The Expression of Cytokine and Chemokine Related with Dendritic Cell and Effector T Cell in Psoriatic Lesions.
- Author:
Ki Yeol LEE
1
;
Su Young JEON
;
Dong Yeob KO
;
Ki Hoon SONG
;
Ki Ho KIM
Author Information
1. Department of Dermatology, Dong-A University College of Medicine, Busan, Korea. khkim@dau.ac.kr
- Publication Type:Original Article
- Keywords:
Dendritic cells;
IFN-gamma;
Psoriasis;
TGFbeta1;
Th17 cells
- MeSH:
Cell Differentiation;
Cytokines;
Dendritic Cells;
Endothelial Cells;
Fibrosis;
Immunohistochemistry;
Interleukin-12;
Interleukin-23;
Keratinocytes;
Psoriasis;
T-Lymphocytes;
Th17 Cells;
Transforming Growth Factors
- From:Korean Journal of Dermatology
2012;50(7):599-608
- CountryRepublic of Korea
- Language:Korean
-
Abstract:
BACKGROUND: T cells and dendritic cells (DCs) are more observed in the psoriatic lesion. Inflammatory DCs stimulate T cell differentiation (Th1 or Th17 cells) by producing IL-12 and IL-23 in psoriasis.
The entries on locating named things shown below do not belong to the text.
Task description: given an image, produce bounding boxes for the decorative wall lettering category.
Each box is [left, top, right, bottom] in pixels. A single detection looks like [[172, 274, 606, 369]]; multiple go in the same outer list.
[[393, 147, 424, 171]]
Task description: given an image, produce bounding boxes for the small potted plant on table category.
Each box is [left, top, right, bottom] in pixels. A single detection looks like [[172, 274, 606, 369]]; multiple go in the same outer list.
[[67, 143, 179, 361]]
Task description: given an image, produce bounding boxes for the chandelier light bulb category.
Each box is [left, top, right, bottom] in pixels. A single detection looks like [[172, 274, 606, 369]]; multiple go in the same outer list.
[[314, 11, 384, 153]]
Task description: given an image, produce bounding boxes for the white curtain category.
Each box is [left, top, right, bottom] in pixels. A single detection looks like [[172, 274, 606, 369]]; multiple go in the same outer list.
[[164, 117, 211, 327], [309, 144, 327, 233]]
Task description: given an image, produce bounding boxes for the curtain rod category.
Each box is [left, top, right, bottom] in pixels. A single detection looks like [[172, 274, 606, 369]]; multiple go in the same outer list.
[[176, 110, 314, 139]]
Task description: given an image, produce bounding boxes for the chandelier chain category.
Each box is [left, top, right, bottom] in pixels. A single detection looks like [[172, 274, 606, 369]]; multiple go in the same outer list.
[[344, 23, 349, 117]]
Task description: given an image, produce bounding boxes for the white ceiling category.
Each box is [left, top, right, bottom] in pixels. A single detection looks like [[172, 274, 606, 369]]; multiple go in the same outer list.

Th1 expresses CCR5, while CCR6 is expressed by Th17. CCL20, the ligand of CCR6, is expressed mostly in keratinocytes to play an important role in the migration of Th17 cells. Transforming growth factor (TGF)beta inhibits the inflammatory cytokines and induces fibrosis. But, there are still controversies about the role of TGFbeta1 in psoriasis. OBJECTIVE: The purpose of this study is to clarify the pathogenesis of psoriasis by comparing the expression patterns of CD11c/IL-23, CCR5/CCR6, CCR6/CCL20, CD11c, IFN-gamma, and TGFbeta1 among overall lesional assessment (OLA) 1, 3, 5, and the control group. METHODS: We performed CD11c/IL-23, CCR5/CCR6, CCR6/CCL20 double-immunofluorecence and immunohistochemistry of CD11c, IFN-gamma, and TGFbeta1 after classifying the severity of the lesion in 1, 3, 5 with OLA score. RESULTS: As OLA score increased, the infiltration of CD11c+IL-23+ cells, CCR5+ cells, and CCR6+ cells and the expression of CCL20 also showed a significant increase. While IFN-gamma+ cells also increased with the OLA score, TGFbeta1 showed positivity usually in the increased vascular endothelial cells and the number of TGFbeta1+ vascular endothelial cells increased with OLA score. CONCLUSION: From the results, the interaction among the dendritic cell-effector T cell, and cytokine derived from the cells, and chemokine/chemokine receptor was confirmed to be important in pathogenesis of psoriasis. It was also confirmed that TGFbeta1 is not only important at neoangiogenesis, but at inflammatory angiogenesis in psoriasis.